I winced. Partly because she’d called me, which meant it had been too long since I’d called her. Also because, goodbye productivity. But… she’s my mother.
She was in good form, generally, and spent the first twenty minutes on a free-form catch-up on the ins-and-outs of the tiny Midwestern town where she lives, delivered in a style that Garrison Keillor might be proud of, were he a little bitchier in nature (and presently without an editor). This segued into a list of the tasks she was currently undertaking around the house.
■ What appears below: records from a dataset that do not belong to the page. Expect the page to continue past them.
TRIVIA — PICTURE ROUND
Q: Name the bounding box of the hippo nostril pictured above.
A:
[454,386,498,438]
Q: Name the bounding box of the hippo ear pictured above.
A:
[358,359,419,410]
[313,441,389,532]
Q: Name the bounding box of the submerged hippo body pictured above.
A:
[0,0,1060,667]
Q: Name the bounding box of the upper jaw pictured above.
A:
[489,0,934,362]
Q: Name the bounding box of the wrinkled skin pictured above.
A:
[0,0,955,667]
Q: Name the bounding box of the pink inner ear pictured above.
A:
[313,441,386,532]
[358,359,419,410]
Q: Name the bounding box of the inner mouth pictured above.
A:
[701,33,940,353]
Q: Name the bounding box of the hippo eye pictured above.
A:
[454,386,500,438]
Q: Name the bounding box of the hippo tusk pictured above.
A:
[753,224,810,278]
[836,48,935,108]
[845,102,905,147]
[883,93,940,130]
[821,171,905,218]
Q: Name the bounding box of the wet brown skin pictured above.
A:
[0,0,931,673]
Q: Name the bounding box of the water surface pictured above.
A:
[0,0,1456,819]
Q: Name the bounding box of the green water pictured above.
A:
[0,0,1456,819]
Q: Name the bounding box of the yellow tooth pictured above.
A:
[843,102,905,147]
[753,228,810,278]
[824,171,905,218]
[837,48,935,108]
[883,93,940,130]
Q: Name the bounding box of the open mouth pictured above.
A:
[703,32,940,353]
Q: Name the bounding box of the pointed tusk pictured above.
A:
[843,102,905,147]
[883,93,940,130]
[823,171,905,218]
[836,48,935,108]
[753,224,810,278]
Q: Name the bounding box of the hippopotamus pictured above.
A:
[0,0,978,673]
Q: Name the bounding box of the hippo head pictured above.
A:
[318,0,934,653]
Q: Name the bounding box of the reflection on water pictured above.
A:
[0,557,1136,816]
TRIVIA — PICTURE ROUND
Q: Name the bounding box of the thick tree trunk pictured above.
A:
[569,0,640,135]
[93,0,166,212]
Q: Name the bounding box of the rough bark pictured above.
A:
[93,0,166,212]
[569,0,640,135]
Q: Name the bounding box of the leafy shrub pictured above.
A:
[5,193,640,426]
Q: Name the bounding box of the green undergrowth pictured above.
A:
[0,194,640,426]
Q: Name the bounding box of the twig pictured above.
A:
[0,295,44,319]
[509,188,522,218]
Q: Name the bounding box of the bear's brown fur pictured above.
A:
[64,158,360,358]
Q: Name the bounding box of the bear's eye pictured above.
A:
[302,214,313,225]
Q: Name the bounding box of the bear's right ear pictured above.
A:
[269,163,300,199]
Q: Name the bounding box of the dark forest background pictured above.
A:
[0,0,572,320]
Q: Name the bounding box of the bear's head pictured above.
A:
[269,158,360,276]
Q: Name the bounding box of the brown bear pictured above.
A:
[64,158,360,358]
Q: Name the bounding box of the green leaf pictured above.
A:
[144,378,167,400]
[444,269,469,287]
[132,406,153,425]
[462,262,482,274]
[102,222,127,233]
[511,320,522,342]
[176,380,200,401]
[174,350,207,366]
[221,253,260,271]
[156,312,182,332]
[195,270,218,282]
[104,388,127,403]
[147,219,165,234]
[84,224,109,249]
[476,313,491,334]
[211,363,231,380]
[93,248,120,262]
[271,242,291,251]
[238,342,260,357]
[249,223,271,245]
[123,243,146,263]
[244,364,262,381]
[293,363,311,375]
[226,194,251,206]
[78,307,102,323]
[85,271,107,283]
In the last six months she’d acquired the decluttering bug, and while I feared this might eventually see her living in a house with a single chair, her phone, and no other possessions, it seemed more positive than how she’d spent the period immediately after my father’s death, restlessly going from room to room, weepily sifting through old photo albums and mementos, repeatedly, trying to arrange them into an order which no one — including her, I’d been confident — would ever comprehend.
‘One thing, though,’ she said. My attention had been wandering a little, I’ll confess, but this re-focused me. Over the last two years I’d come to realize these three words often signaled whatever her current low-key obsession had become. ‘Something’s missing.’
‘What?’ I asked, keeping my tone light. I had plenty of practice in deflecting these minor manias, at reassuring her that not being able to find the store receipt from when they bought the new dishwasher in 2008 was not a huge deal in the scheme of things.
‘The bishop,’ she said.
My mind spent half a second wondering which of the clerics in her town she was referring to, but my body was quicker. My heart beat hard, once. ‘What?’
‘Your father’s chess set.’
‘Dad had a chess set?’
‘Of course he did. You must remember it.’
I did not. ‘What do you mean, it’s missing?’
‘The bishop,’ she said, patiently. ‘I hoped I’d been reasonably clear about that. By saying… “the bishop”.’
It’s as well to remember that your parents remain potent individuals, however batty they may appear from time to time. ‘Sure, okay, sorry. But missing how?’
‘I was clearing through the drawers in his den, and found the set. I can’t get rid of it, of course. He never played much, well, he didn’t have the opportunity at home… I can’t play, and you never showed any interest, but I remember him buying it, not long after you were born. Lovely brown wood. You
sure
you don’t remember it?’
I felt short of breath. ‘No. The bishop, Mom?’
‘Oh yes. Well, it’s gone. One of them. All the other pieces are there — well I assume they are, I’m not sure how many of those pawn things there are supposed to be, but the others all come in pairs or fours. Quartets. Or quads. Or whatever the word is. Except the bishops. There’s only three of them. That can’t be right, can it?’
I had no recollection of my father owning a chess set. That didn’t prove anything — you don’t remember everything from childhood. But it seemed very odd to me that we should be having this conversation today.